The House of Burgesses was in session when the Virginia Committee of Correspondence received the news from Boston. On May 24, the House of Burgesses declared solidarity with Bostonians and designated June 1, 1774, as a day of fasting in Virginia. Governor Dunmore immediately dissolved the House when he learned what they had done two days later. On May 27, eighty-nine burgesses who were still in town reconvened at the Raleigh Tavern and recommended that the Virginia Committee of Correspondence invite the other colonies to appoint delegates to a congress where they could decide on a joint response to the Boston Port Act. Technically this was an illegal, or at least extralegal, meeting of the burgesses, and they had no authority over the Virginia Committee of Correspondence. Nevertheless, the Virginia committee immediately penned a letter to the other colonial legislatures endorsing the recommendation of a continental congress.
Unbeknownst to the Virginia Committee of Correspondence, several other committees of correspondence were writing letters with the same suggestion. Over the next few weeks, dozens of letters passed between the intercolonial committees, confirming the need for a congress. After choosing a date and location—September 1 in Philadelphia—the next step was to determine who should be sent to the congress. One early idea was to simply send the legislatures’ committees of correspondence (the committees in New England particularly liked this idea). Another idea was to have the committees or the legislatures choose delegations, but this posed logistical and political difficulties. In the end, the majority of colonies called for special extralegal conventions to elect delegates.

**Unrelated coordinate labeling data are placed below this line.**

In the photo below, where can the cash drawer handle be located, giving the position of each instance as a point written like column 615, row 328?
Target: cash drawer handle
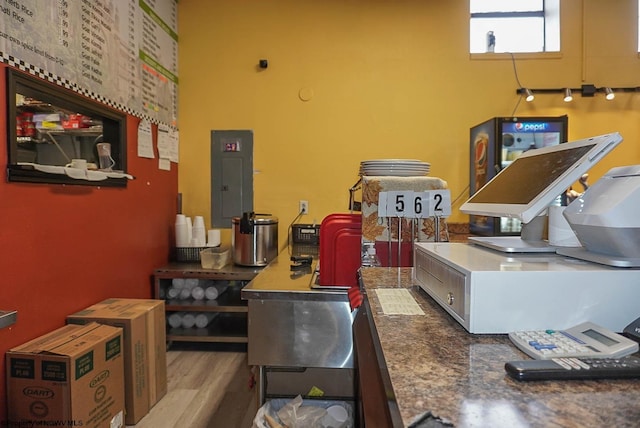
column 450, row 298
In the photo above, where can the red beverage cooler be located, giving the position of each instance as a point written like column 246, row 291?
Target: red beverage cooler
column 340, row 243
column 497, row 142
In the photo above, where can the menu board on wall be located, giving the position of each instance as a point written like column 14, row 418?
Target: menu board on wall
column 121, row 51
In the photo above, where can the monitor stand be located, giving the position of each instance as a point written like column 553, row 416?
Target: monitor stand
column 529, row 241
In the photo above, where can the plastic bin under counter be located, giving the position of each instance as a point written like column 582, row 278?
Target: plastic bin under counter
column 430, row 363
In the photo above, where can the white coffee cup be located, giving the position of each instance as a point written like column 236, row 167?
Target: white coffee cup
column 77, row 164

The Virginia Committee of Correspondence organized Virginia’s convention. On May 31, well before plans for the Continental Congress were settled, the Virginia committee sent a letter to every county in the colony imploring them to select delegates for a special provincial convention. The Virginia Convention met in early August and chose seven delegates to represent them at the Continental Congress. Six of the seven delegates were members of the Virginia Committee of Correspondence—only George Washington was not.
With the departure of so many members of the House of Burgesses to Philadelphia, the Virginia Committee of Correspondence essentially ceased to exist in the fall of 1774. Permutations of it would reemerge through the Virginia Convention’s Committee of Correspondence, but the existence of a standing committee for intercolonial correspondence that had the imprimatur of the legislature had come to an end in Virginia.
Legacy
By founding a network of committees of correspondence in a time of relative peace, the Virginia Committee of Correspondence and other colonial legislatures laid the framework for the creation of a colonial union in British America to resist imperial policies. The Virginia Committee of Correspondence’s greatest legacy was the pivotal role it played in facilitating that union, which ultimately had revolutionary potential.